When it comes to trusting God with relationships, how we view the One we’re trying to trust truly matters. He is not a stingy Father who withholds good things, but he is a gracious God who lavishes his children with mercy. He is the One, “who has blessed us in Christ with every spiritual blessing in the heavenly places” (Ephesians 1:3). I needed to believe that God was good and worthy of being trusted.  I quickly realized that none of my fears came from God himself; he wanted me to live free from those things. Knowing that about him made it easier to trust him.

 

How to Trust God with Relationships: Remember He’s Working in the Other Person

One day, as I was sharing all these fears with my fiancé, he looked at me and just said, “you need to trust Jesus in me.” As a fellow follower of Christ, I know that he is filled with the Holy Spirit. I know that God is working in him. I know that he daily relies on Jesus.

So, when I looked at my fiancé, I looked at him through a new lens. My fear that he would leave me, or begin to view me the same way my dad viewed my mom subsided. I felt a relief wash over me knowing that Jesus was working in and through him.

As I trust that God is faithful and loving, I can trust that he’ll help guide me and my fiancé both towards what is best for us, and for our relationship. As I trust that God is faithful and loving, I can trust that he’ll help my fiancé to be loving and faithful, too.

 

Whether you are single, dating, or married, trusting God is for you. Trust that he hears your prayers. He is the One who patiently listens. He hears you as another year of singleness passes by and you still haven’t met anyone. He hears you as you wonder if the person you’re dating is the one you should marry. He hears you if your marriage is hard, and your expectations have been shattered.

As you cry out to him, really think about who you are praying to. What is he like? What has he done in the past? Do you believe he cares for you? Do you view him as a good Father? Finally, as you begin to see the truth of who God is, can you trust that he is also at work in the people around you?

Now all of this sure sounds good and nice on paper, but it takes time. My fears still lurk around the corners—I am still like a child scared of the monster in their closet. I still have friends struggling in their marriages. Trusting him is not a onetime thing; it takes a daily choice to look at our Father in heaven and believe that he is worthy of our trust.

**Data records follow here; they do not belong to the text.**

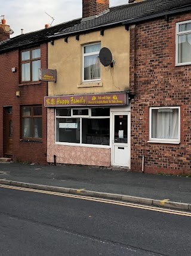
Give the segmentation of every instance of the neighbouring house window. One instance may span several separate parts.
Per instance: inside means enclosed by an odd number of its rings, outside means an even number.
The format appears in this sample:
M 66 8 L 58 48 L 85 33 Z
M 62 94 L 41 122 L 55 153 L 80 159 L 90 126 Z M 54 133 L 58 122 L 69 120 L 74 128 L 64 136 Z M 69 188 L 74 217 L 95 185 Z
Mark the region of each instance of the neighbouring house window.
M 100 43 L 83 47 L 83 81 L 100 80 Z
M 23 138 L 42 138 L 42 106 L 22 107 Z
M 150 140 L 180 141 L 180 107 L 150 108 Z
M 176 26 L 176 64 L 191 64 L 191 20 Z
M 40 49 L 21 52 L 21 82 L 38 81 L 40 68 Z
M 110 109 L 57 109 L 56 142 L 109 145 Z

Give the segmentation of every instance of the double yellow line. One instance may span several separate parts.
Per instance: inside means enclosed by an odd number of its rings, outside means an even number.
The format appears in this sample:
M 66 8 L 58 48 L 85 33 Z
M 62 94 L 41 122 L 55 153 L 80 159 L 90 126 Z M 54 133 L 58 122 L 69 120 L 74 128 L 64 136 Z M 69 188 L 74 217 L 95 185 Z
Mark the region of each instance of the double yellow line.
M 167 209 L 165 208 L 145 206 L 143 204 L 134 204 L 132 203 L 99 198 L 97 197 L 87 197 L 84 195 L 82 196 L 79 195 L 73 195 L 71 194 L 63 194 L 63 193 L 58 192 L 52 192 L 52 191 L 47 191 L 44 190 L 33 189 L 32 188 L 21 188 L 21 187 L 9 186 L 6 185 L 0 185 L 0 187 L 11 189 L 21 190 L 23 191 L 29 191 L 29 192 L 35 192 L 41 193 L 41 194 L 47 194 L 48 195 L 57 195 L 60 197 L 70 197 L 73 198 L 81 199 L 84 200 L 93 201 L 100 202 L 100 203 L 108 203 L 110 204 L 116 204 L 116 205 L 119 205 L 122 206 L 130 207 L 133 208 L 138 208 L 138 209 L 141 209 L 144 210 L 152 210 L 155 212 L 164 212 L 165 213 L 174 214 L 177 215 L 182 215 L 182 216 L 191 217 L 191 212 L 190 213 L 190 212 L 182 212 L 182 211 L 175 210 Z

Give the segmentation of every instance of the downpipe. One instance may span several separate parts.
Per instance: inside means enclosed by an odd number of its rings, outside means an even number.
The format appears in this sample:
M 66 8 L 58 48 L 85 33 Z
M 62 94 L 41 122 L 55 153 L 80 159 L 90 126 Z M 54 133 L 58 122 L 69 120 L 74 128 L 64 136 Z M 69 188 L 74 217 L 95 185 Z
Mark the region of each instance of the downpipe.
M 56 165 L 56 155 L 54 155 L 54 165 Z
M 144 156 L 143 155 L 143 158 L 142 158 L 142 173 L 144 173 Z

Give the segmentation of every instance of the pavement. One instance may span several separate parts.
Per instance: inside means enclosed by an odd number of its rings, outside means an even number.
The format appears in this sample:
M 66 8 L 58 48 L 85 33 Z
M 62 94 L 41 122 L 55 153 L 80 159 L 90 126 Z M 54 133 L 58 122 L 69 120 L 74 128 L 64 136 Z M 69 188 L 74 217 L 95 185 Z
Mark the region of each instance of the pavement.
M 191 177 L 73 165 L 0 162 L 0 184 L 191 212 Z

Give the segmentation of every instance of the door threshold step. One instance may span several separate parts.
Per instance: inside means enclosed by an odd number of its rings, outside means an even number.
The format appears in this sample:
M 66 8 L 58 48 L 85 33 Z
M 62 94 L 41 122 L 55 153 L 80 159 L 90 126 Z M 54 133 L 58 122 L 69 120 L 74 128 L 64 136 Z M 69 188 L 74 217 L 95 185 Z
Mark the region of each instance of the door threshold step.
M 0 157 L 1 162 L 10 162 L 12 161 L 12 158 L 7 157 Z

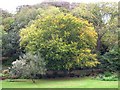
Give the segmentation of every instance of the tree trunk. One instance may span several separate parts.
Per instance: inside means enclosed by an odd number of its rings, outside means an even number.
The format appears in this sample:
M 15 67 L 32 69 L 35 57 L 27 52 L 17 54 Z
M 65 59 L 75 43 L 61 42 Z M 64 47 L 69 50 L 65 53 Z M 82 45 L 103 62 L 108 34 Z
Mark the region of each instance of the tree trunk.
M 32 78 L 32 82 L 35 83 L 35 80 Z

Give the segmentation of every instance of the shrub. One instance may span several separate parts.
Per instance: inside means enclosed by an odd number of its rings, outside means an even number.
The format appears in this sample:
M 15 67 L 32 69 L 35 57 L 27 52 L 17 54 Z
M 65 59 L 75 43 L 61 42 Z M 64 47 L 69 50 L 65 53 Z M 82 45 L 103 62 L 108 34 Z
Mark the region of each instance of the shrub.
M 33 80 L 36 74 L 45 74 L 45 65 L 46 63 L 39 53 L 36 55 L 26 53 L 19 60 L 12 63 L 11 75 L 24 78 L 29 77 Z
M 116 73 L 105 72 L 104 74 L 99 74 L 97 79 L 103 81 L 118 81 L 118 75 Z

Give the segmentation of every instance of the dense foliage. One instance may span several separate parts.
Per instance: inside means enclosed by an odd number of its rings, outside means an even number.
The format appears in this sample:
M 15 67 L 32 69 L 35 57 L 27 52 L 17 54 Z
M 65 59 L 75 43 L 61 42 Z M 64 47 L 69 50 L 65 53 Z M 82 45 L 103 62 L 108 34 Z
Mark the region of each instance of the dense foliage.
M 10 70 L 11 76 L 35 78 L 36 74 L 44 75 L 46 72 L 46 63 L 40 54 L 32 55 L 30 53 L 24 54 L 12 63 Z
M 11 65 L 28 52 L 39 57 L 39 52 L 48 70 L 97 64 L 96 68 L 104 71 L 119 70 L 117 3 L 42 3 L 20 6 L 16 14 L 0 12 L 4 65 Z M 22 63 L 21 59 L 16 62 Z
M 92 53 L 97 39 L 92 24 L 70 14 L 38 19 L 30 27 L 22 29 L 20 36 L 21 46 L 33 53 L 39 51 L 49 69 L 98 64 L 96 54 Z

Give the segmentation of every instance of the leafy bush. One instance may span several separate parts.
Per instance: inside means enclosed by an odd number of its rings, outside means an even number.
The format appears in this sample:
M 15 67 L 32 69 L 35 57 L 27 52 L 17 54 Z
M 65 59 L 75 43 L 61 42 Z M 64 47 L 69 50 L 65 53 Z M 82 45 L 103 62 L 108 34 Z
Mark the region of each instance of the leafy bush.
M 45 74 L 46 63 L 41 58 L 40 54 L 32 55 L 30 53 L 24 54 L 19 60 L 12 63 L 11 75 L 18 77 L 35 78 L 36 74 Z
M 94 27 L 71 14 L 40 18 L 22 29 L 20 37 L 26 51 L 41 53 L 47 69 L 69 70 L 99 64 L 93 53 L 97 41 Z
M 97 79 L 103 81 L 118 81 L 118 75 L 116 73 L 105 72 L 104 74 L 99 74 Z
M 118 72 L 120 67 L 119 48 L 116 47 L 109 52 L 106 52 L 101 57 L 100 62 L 100 68 L 103 68 L 105 71 Z

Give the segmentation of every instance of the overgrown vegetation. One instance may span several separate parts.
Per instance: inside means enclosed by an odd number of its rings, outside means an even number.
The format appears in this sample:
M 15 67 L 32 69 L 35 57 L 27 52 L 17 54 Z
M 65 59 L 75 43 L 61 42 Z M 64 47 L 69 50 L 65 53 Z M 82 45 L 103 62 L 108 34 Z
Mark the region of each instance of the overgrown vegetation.
M 16 14 L 1 10 L 2 61 L 10 75 L 33 79 L 48 71 L 100 69 L 113 72 L 102 80 L 116 80 L 118 4 L 57 3 L 20 6 Z

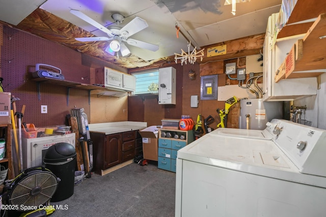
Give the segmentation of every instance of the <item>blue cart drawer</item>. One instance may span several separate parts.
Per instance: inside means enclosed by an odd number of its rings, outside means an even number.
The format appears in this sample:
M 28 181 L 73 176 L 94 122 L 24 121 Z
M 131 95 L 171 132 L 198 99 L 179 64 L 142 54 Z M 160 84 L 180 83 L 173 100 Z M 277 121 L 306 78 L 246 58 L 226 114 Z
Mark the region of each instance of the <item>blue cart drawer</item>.
M 171 159 L 171 171 L 175 172 L 177 168 L 177 160 Z
M 171 148 L 171 140 L 170 139 L 158 139 L 158 147 Z
M 172 159 L 176 159 L 177 154 L 178 154 L 178 150 L 172 149 L 172 151 L 171 153 L 171 158 Z
M 157 158 L 157 167 L 159 169 L 171 170 L 171 160 L 170 158 L 162 158 L 161 157 L 159 157 Z
M 158 157 L 171 158 L 171 149 L 169 148 L 158 148 Z
M 172 141 L 173 149 L 179 150 L 179 149 L 185 146 L 186 142 L 181 141 Z

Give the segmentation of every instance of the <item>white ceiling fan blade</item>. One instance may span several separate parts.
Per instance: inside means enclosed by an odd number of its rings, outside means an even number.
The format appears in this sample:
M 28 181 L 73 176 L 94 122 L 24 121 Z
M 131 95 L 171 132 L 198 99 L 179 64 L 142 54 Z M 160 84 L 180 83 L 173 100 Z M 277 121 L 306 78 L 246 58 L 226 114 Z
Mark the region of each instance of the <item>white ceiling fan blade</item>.
M 105 51 L 106 51 L 106 52 L 109 54 L 112 55 L 113 56 L 114 56 L 115 54 L 116 54 L 116 52 L 115 51 L 111 50 L 111 48 L 110 48 L 110 45 L 106 47 L 106 48 L 105 48 Z
M 82 20 L 85 21 L 86 22 L 87 22 L 91 25 L 93 25 L 94 26 L 98 28 L 102 32 L 105 33 L 108 35 L 108 36 L 111 37 L 113 37 L 113 34 L 112 34 L 112 32 L 110 31 L 108 29 L 107 29 L 102 25 L 100 24 L 100 23 L 98 23 L 97 22 L 96 22 L 96 21 L 95 21 L 94 20 L 93 20 L 88 16 L 83 13 L 83 12 L 81 12 L 80 11 L 78 11 L 77 10 L 70 9 L 70 13 L 73 14 L 74 15 L 82 19 Z
M 97 41 L 108 41 L 111 39 L 107 37 L 88 37 L 88 38 L 75 38 L 77 41 L 80 42 L 95 42 Z
M 126 56 L 130 54 L 130 51 L 124 43 L 120 44 L 120 52 L 122 56 Z
M 158 50 L 158 45 L 156 45 L 155 44 L 150 44 L 147 42 L 144 42 L 141 41 L 131 39 L 128 39 L 126 41 L 130 45 L 151 50 L 152 51 L 156 51 Z
M 148 24 L 145 20 L 136 17 L 123 26 L 120 32 L 122 37 L 128 38 L 147 27 Z

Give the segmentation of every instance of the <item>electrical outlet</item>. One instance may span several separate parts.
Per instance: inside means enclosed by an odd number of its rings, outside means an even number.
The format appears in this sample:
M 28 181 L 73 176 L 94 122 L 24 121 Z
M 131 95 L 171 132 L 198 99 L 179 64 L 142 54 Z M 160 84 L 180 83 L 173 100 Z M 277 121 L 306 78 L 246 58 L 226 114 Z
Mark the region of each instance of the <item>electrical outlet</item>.
M 41 106 L 41 113 L 45 114 L 47 113 L 47 106 Z

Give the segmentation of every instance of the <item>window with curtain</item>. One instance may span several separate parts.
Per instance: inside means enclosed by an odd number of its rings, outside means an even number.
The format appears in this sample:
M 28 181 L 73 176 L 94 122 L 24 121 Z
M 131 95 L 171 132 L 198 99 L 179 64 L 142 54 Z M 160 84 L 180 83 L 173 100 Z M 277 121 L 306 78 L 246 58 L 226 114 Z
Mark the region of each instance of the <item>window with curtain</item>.
M 132 73 L 136 77 L 134 95 L 158 93 L 158 69 Z

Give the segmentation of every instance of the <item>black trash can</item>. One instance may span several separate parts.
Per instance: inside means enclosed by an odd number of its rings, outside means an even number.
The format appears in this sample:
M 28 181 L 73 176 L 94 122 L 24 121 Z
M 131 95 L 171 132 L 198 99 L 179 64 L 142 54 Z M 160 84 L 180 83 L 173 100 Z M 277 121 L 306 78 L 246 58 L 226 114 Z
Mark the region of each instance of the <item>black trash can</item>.
M 45 152 L 44 166 L 61 180 L 51 202 L 61 201 L 73 194 L 76 150 L 67 142 L 59 142 L 50 147 Z

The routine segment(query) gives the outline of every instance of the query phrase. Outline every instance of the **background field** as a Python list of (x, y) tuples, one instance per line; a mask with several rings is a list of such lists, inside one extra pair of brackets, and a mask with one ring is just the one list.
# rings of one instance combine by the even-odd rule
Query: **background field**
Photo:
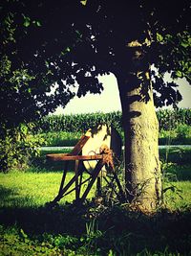
[[(160, 144), (190, 144), (190, 110), (181, 112), (183, 119), (162, 113), (171, 123), (166, 125), (160, 113)], [(104, 116), (95, 115), (85, 121), (82, 115), (66, 117), (66, 123), (65, 117), (48, 117), (41, 123), (44, 127), (35, 128), (34, 136), (43, 137), (44, 146), (74, 146)], [(104, 122), (116, 124), (123, 139), (120, 123), (108, 116)], [(120, 118), (120, 113), (115, 116)], [(95, 186), (80, 209), (71, 204), (74, 193), (50, 208), (47, 202), (57, 195), (63, 163), (47, 161), (46, 153), (56, 151), (41, 151), (28, 168), (0, 174), (0, 255), (190, 255), (191, 148), (159, 148), (163, 200), (151, 216), (132, 211), (128, 204), (95, 207)], [(120, 172), (122, 175), (122, 165)], [(67, 180), (73, 175), (71, 164)]]

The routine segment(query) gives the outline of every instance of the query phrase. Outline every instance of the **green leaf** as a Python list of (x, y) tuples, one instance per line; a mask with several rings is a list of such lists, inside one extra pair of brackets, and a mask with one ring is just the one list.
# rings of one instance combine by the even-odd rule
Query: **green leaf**
[(160, 34), (159, 34), (159, 33), (157, 33), (157, 40), (159, 42), (161, 42), (163, 40), (163, 36)]
[(178, 78), (181, 78), (181, 77), (182, 77), (182, 73), (181, 73), (181, 71), (180, 71), (180, 70), (178, 70), (178, 71), (176, 72), (176, 75), (177, 75)]
[(30, 26), (30, 24), (31, 24), (31, 18), (24, 16), (24, 23), (23, 23), (23, 25), (27, 28), (27, 27)]

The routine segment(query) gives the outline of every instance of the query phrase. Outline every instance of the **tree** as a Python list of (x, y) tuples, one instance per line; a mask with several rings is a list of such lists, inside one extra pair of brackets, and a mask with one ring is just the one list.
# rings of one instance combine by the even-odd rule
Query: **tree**
[[(171, 72), (173, 79), (185, 77), (190, 81), (189, 3), (22, 2), (22, 11), (14, 13), (24, 12), (23, 24), (29, 31), (16, 42), (16, 56), (21, 59), (18, 66), (22, 63), (34, 77), (28, 82), (31, 109), (37, 107), (43, 115), (58, 105), (65, 105), (75, 81), (77, 96), (98, 93), (103, 88), (97, 76), (113, 73), (122, 105), (128, 199), (140, 209), (155, 209), (161, 182), (154, 101), (162, 105), (180, 100), (176, 83), (164, 82), (165, 72)], [(39, 25), (39, 30), (33, 25)], [(152, 64), (159, 73), (151, 70)], [(46, 92), (55, 81), (55, 94), (49, 99)]]

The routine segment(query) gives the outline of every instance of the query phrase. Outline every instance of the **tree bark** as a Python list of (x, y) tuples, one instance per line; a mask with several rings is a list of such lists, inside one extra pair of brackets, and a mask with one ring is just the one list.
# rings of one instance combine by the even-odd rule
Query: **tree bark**
[(125, 183), (129, 201), (151, 212), (161, 194), (159, 124), (155, 112), (148, 62), (140, 45), (129, 46), (131, 64), (119, 76), (118, 88), (125, 134)]

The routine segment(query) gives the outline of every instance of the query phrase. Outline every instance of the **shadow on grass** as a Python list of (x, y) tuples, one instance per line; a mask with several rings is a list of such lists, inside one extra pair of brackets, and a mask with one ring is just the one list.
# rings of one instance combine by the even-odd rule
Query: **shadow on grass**
[[(96, 245), (108, 251), (113, 248), (120, 255), (124, 251), (138, 253), (147, 248), (150, 251), (179, 251), (188, 255), (191, 250), (191, 212), (170, 213), (162, 210), (147, 216), (119, 206), (94, 209), (87, 204), (76, 208), (72, 204), (39, 208), (3, 208), (0, 222), (6, 226), (17, 224), (29, 235), (43, 233), (69, 234), (81, 237), (87, 233), (87, 223), (96, 220), (92, 226), (93, 237), (100, 230)], [(92, 238), (94, 239), (94, 238)], [(126, 254), (125, 254), (126, 255)]]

So now as I daily choose to trust God, I am not left hopeless without something to cling to. Trusting him does not guarantee that my circumstances will change, but it does mean that fear no longer controls me.

Rather than being led by fear and insecurity, I am led by a good Father. Practically, this looks like bringing my fears to light in prayer and reflecting on the truth of God’s character. The more I know him, the more I am willing to trust him as a good Father. And this good Father hears my prayers, is perfect in nature, and is working in and through the people around me.